La terza edizione del rapporto sui possibili lasciti destinati agli enti che si occupano del “bene comune”


Secondo l’indagine effettuata dai ricercatori dell’Evaluation Lab della Fondazione Giordano dell’Amore in Italia i patrimoni di persone senza eredi sarebbero pari, rispettivamente nel 2030 e nel 2040, a 20,8 e 88,1 miliardi. La stima più attendibile è che il 50% di queste risorse e il 5% di quella delle famiglie con eredi venga destinata al Terzo Settore. Si tratta di 8,4 miliardi di lasciti nel 2030 che potrebbero diventare ben 35,7 dieci anni dopo.

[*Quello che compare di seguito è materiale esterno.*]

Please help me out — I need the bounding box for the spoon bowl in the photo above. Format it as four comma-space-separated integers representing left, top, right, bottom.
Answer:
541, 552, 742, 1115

Il cambiamento demografico che interessa il nostro Paese, con un significativo aumento della percentuale di anziani sul totale della popolazione e con l’incremento progressivo delle famiglie senza figli, porta con sé la crescita dei “patrimoni senza eredi” che potenzialmente possono diventare fondi per le attività delle organizzazioni del Terzo Settore. «Senza le organizzazioni non profit e il volontariato mancherebbero servizi e attività importanti per le persone, le famiglie e le nostre comunità – sottolinea il presidente di Fondazione Cariplo Giovanni Azzone –. Se da un lato il Terzo Settore deve migliorare la sua capacità di “stare sul mercato” dall’altro è innegabile che le donazioni e i lasciti siano un pilastro fondamentale per sostenere le attività. La credibilità è la cosa più importante che si costruisce con fatica e impegno ogni giorno».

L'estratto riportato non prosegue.